I'm lucky.  I have a sensible daughter.  It is in the family.  I heartily recommend having a child, raising the child to be a human being and then shutting the fuck up as a parent and letting the child run the table.  I do this and it works great.

Conclusion.  There's a lot more.  Displays get built so that it isn't even possible to see the vendor.  Vendors spend the whole Con sitting on their ass.  There's nothing for the customer to touch.  People ignore customers.  Not displaying all of their product.  Coming in late.  Leaving early.  Not trying in the last half-hour of the day.  Having nothing that identifies the booth.  And so on.

The people who make money are those who watch others and avoid.  It isn't as important as one might think that the booth be stuffed with AMAZING things.  Ours wasn't.  But we were memorable because WE were; which is the point.  I'm not selling a backdrop, I'm selling me and my book.  Many vendors forget that this is the point.

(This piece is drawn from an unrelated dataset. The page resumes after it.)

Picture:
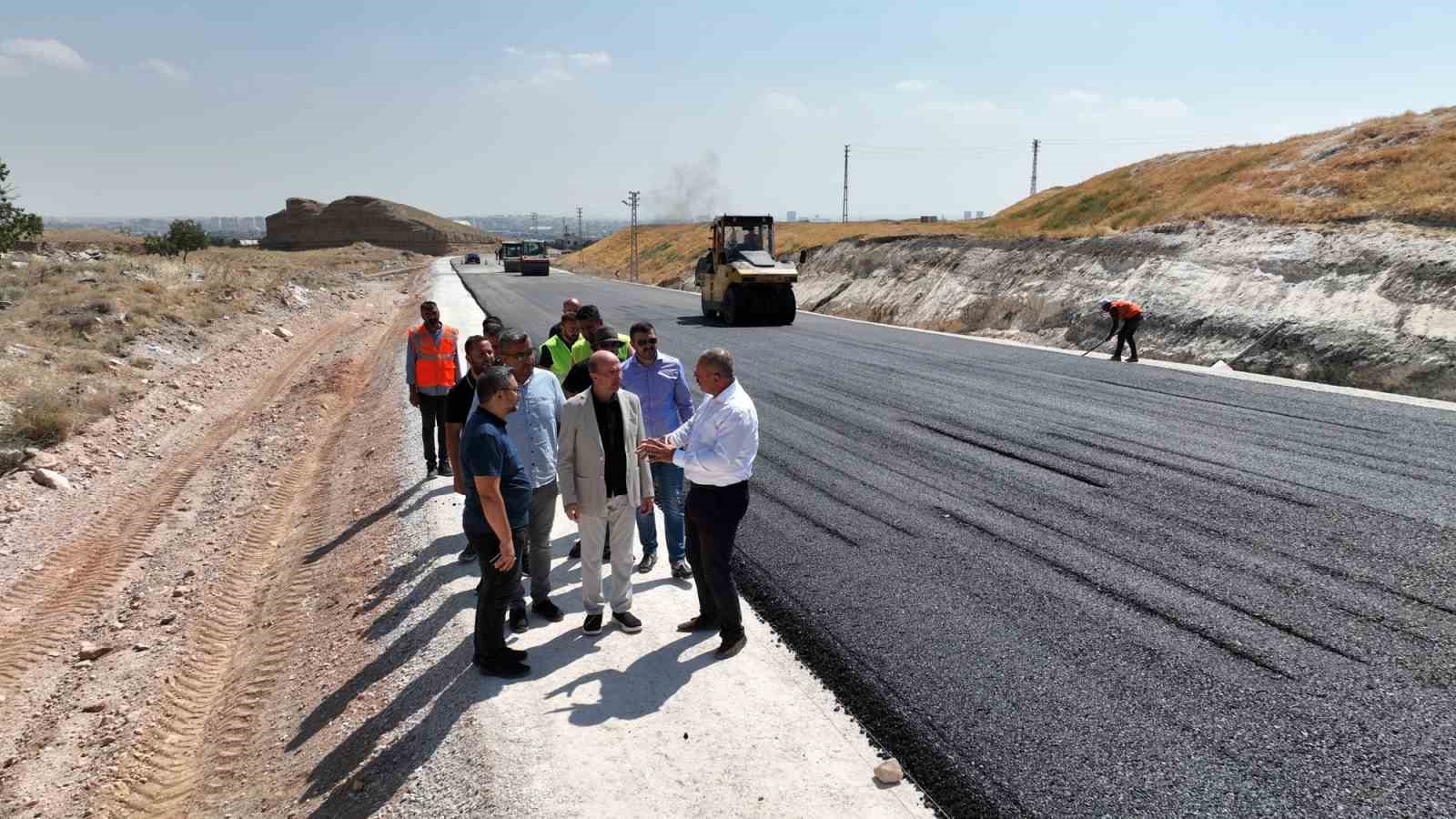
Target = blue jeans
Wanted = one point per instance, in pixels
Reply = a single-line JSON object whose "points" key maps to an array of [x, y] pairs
{"points": [[667, 489]]}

  1. Solid advice, all of it. I agree that working in any kind of sales capacity can be a huge boost when trying to sell one's own product; in my shitty carwash job, I can at least say that I learned to be quick on my feet, to know the product, and to be able to call up relevant information (including total price when combining items) at a moment's notice. The setting doesn't have to be spectacular, as long as the product is something worth buying - and as long as the seller is able to convey its merits clearly.

  2. It seems like a lot of what you are saying boils down to "take pride in your work, whatever it is." This is good advice for life in general.

    I've never worked sales but I'll definitely remember the "tell them the price" bit of advice. It's an interesting bit of psychology.

    Thanks for sharing. It's always interesting to see things from a different perspective.